Either way, I believe the dollar's bounce out of its 3-year cycle low will accompany an accelerated downturn in the stock market, which will then work its way down into its own 4-year cycle low in late 2012 or early 2013. The primary driver of this downturn will be higher interest rates, delivered by a declining bond market.


Bonds

The bond market is providing a big clue about what is to come in stocks because the recent downturn in Treasury prices is threatening to turn bonds down into a secular bear.

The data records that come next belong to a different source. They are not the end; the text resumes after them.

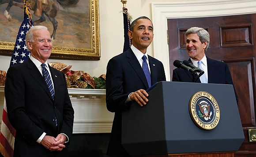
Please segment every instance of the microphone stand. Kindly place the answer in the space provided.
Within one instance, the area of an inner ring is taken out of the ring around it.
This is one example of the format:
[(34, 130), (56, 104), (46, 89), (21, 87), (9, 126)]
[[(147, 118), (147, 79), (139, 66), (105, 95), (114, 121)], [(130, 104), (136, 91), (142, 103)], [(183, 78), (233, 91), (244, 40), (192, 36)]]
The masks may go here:
[(193, 82), (195, 82), (196, 81), (196, 80), (197, 79), (197, 78), (199, 78), (199, 77), (198, 77), (198, 75), (197, 75), (197, 72), (196, 72), (196, 69), (193, 69), (194, 70), (192, 71), (192, 72), (191, 72), (191, 75), (192, 75), (192, 76), (193, 76)]
[[(193, 69), (195, 70), (193, 71), (193, 72), (191, 73), (192, 75), (193, 76), (193, 82), (195, 82), (196, 80), (203, 75), (204, 73), (204, 71), (199, 71), (198, 69)], [(196, 71), (196, 72), (195, 72)], [(199, 73), (199, 75), (197, 75), (197, 72)]]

Upward trending interest rates will be no friend to equity bulls, and especially to those with margin balances. Once we receive signal of a confirmed bear market in bonds, we will also know that the Fed's tools have lost what little efficacy they retained. We will also have a signal that inflationary pressures will rise.


Commodities

In general, I expect commodities to continue their decade-long bull market, but the process will be choppy as markets are torn between a renewed economic downturn and loose monetary policy. Receiving signal of a confirmed bear market in bonds will not necessarily result in an immediate spike in commodity prices. The bond market is great for forecasting, but not very useful as a timing tool. What we do know is that any real economic expansion that may take place down the road will press prices higher because the Fed will be unable to withdraw all their counterfeit money.


Trading Plan

My trading plan for the year... subject to change as market conditions evolve, of course... will be to carry a moderate equity short into February in anticipation of a stock market correction. I fully anticipate exiting that short too early in order to prepare for a much larger opportunity... spotting the cyclical low in gold. I intend to be leveraged long against precious metals, along with a bit of a dollar short, into spring. When I believe the dollar has found its 3-year cycle low, I will buy the dollar index in order to capitalize on the typically explosive move out of that low. Depending on market action and the economic outlook at that time, I may also risk a short of industrial commodities such as oil or copper as the dollar bounces. Later in the year, I anticipate playing the short side of equities again by selling calls against every rally.

Keep in mind that these exercises are intent on building a framework of expectations against which to judge the action. As stated above, a trading plan must be dynamic, reacting to economic conditions and, more importantly, to what the market tells us to do.